Angela Merkel, Gordon Brown and Nicolas Sarkozy may be in Brussels, but they're looking forward to the G-20 summit in London, where in two weeks they expect a showdown over the financial crisis among the most powerful economies in the world—namely the United States, China and other leading world economies.
Indeed, the so-called "spring summit" of EU leaders in Brussels this week looks more and more like a training camp for the G-20 conference on April 2. The 27 European leaders are using the day-and-a-half meeting in Brussels to cobble together some fundamental positions and negotiating strategies for London. German Chancellor Angela Merkel says she'd like all of Europe to speak with a single voice at the April summit.
Only the four largest EU nations and the Czech Republic—which currently holds the rotating EU presidency—will go to London. But they will represent the interests of the whole European bloc. On Thursday evening the EU leaders didn't take long to agree on the two essential messages: Europe doesn't want to see any more stimulus packages, but it does want to lead as a force to reform the world's finance markets.
Both messages will be presented with some defensiveness, since the Europeans aren't sure what to expect from the Americans. In spite of many contacts with the US—most recently at a meeting of G-20 finance ministers in the English town of Horsham on March 14—there is a residue of uncertainty.
Many were irritated by a recent interview in the Financial Times by Obama's economic advisor Larry Summers, who said the top priority of the G-20 summit would be to boost global demand. US Finance Minister Timothy Geithner is also backing the recommendation of the International Monetary Fund (IMF) that all countries should spend 2 percent of their gross domestic product on economic stimulus packages. In European capitals, the statements were seen as an order to pump money into the economy—which is exactly what they don't want to do.

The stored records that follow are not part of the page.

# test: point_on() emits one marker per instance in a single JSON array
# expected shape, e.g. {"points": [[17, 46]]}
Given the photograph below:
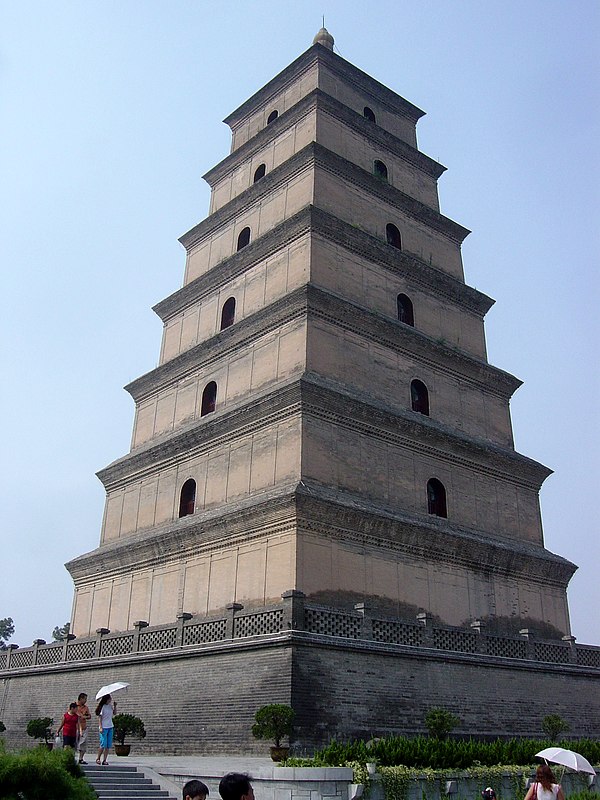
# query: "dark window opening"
{"points": [[209, 399], [187, 500], [419, 397], [228, 313], [380, 170], [260, 172], [244, 238], [392, 235], [405, 310], [436, 498], [369, 114]]}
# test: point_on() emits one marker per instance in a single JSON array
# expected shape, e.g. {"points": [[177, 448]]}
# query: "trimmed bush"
{"points": [[41, 773]]}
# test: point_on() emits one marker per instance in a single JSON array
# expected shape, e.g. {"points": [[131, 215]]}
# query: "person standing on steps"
{"points": [[105, 710], [83, 712], [195, 790]]}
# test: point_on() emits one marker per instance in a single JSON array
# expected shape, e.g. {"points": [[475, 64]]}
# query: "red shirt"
{"points": [[70, 724]]}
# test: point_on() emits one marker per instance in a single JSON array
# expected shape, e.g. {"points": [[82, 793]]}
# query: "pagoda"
{"points": [[323, 418]]}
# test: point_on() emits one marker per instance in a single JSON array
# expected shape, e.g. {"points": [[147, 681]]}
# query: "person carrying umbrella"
{"points": [[544, 786], [105, 710]]}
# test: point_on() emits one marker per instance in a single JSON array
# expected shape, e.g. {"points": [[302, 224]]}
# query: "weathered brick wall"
{"points": [[204, 702]]}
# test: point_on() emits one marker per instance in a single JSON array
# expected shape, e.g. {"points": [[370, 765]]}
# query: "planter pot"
{"points": [[279, 753]]}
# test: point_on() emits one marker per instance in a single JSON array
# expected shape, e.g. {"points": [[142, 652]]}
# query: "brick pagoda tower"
{"points": [[323, 417]]}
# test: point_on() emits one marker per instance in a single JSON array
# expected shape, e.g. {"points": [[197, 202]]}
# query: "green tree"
{"points": [[7, 628], [553, 725], [61, 632], [273, 722], [40, 728], [440, 722]]}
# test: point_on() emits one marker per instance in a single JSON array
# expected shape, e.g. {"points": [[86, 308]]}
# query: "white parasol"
{"points": [[566, 758], [111, 688]]}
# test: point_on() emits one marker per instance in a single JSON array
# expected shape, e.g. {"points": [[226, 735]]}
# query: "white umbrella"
{"points": [[110, 688], [567, 758]]}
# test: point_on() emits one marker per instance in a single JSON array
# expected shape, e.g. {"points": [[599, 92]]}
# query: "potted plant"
{"points": [[274, 721], [126, 725], [40, 728]]}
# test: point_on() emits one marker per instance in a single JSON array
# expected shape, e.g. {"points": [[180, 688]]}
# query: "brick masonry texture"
{"points": [[204, 702]]}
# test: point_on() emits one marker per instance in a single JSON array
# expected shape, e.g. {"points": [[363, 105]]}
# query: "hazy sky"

Since then, the discord has reportedly been smoothed out in face-to-face meetings. All G-20 participants want a successful summit, including the Americans—at least that's the word in Brussels. So it's unlikely that the Obama government will demand billions in commitments from the Europeans in London.
If Push Comes to Shove
But if push comes to shove, the Europeans will argue that they have already committed 3.3 percent of the bloc's total GDP to pull the economy out of recession. That number includes various national economic stimulus packages that total around €200 billion, as well as automatic balancing measures of the social state like increases in pensions and unemployment benefits, which account for an additional €200 billion. In Germany, Chancellor Merkel proudly told her parliament in Berlin on Thursday, that figure is 4.7 percent—well above average.
The leaders in Brussels also agreed to some additional measures:
€5 billion will be invested in broadband Internet and energy projects in the first true EU-wide stimulus measure. Germany is expected to foot €1 billion of the bill—which is the reason for a German delay in approving it.
The EU crisis fund for governments in arrears to the Union will be doubled to €50 billion. This provides relief for mostly Eastern European countries.
The Europeans also want to strengthen the IMF so it can provide credit to countries suffering from the financial crisis. The EU wants €250 billion in additional funding to go to the IMF, and Brussels is prepared to provide €75 billion of that money.
All that, the Europeans will argue, is plenty. Austria's finance minister reflected the mood in Brussels when he asked: "By flooding the market with money—where does that leave us?" The US government is seen as a bad advisor in financial matters—the Europeans think its crisis management is suspect. The US central bank's decision to pump $1.3 trillion into the economy has fuelled speculation in Brussels that the Americans have still not entirely put an end to their old fixation on growth. The gigantic figure is being received with a combination of anger and disbelief.
In Search of the Pressing Issues
For weeks the German government has pushed for a "Charter for Sustainable Economic Activity." At its crux lies the principle that countries should not get so indebted that they are unable to recover. For the time being, the Europeans have managed to unite behind this creed. The euro appears disciplined, moreover, with Germany helping in large measure to guarantee its stability.
Europeans are also ready for a debate over regulation. Lord Adair Turner, who chairs the British financial watchdog Financial Services Authority, on Wednesday presented ideas for financial reform. They match many recommendations made last month by former IMF director and French central banker Jacques de Larosiere, at the request of the EU Commission. Both want to see banks retain a higher amount of equity capital, a European-level supervision of bank behavior and expanded hedge-fund regulation.
The regulation of hedge funds and tax havens is German Finance Minister Peer Steinbrück's pet issue. But the Americans remain skeptical: Tax havens and hedge funds are considered token subjects to score points with European voters, rather than ideas to solve the financial system's structural problems.
Nevertheless, the German government is still counting on Obama to join the finance-reform movement at the G20 summit—not least because the City of London has taken the first step toward more regulation in a damning report released on Thursday by Lord Turner, Chairman of the UK's Financial Services Authority.
"Over the last 18 months," reads the Turner report, "…the world's financial system has gone through its greatest crisis for at least half a century, indeed arguably the greatest crisis in the history of finance capitalism." One reason for the crisis, it argues, is the long-cherished "theory of efficient and rational markets"—which can no longer be trusted to keep the economy safe, according to Turner.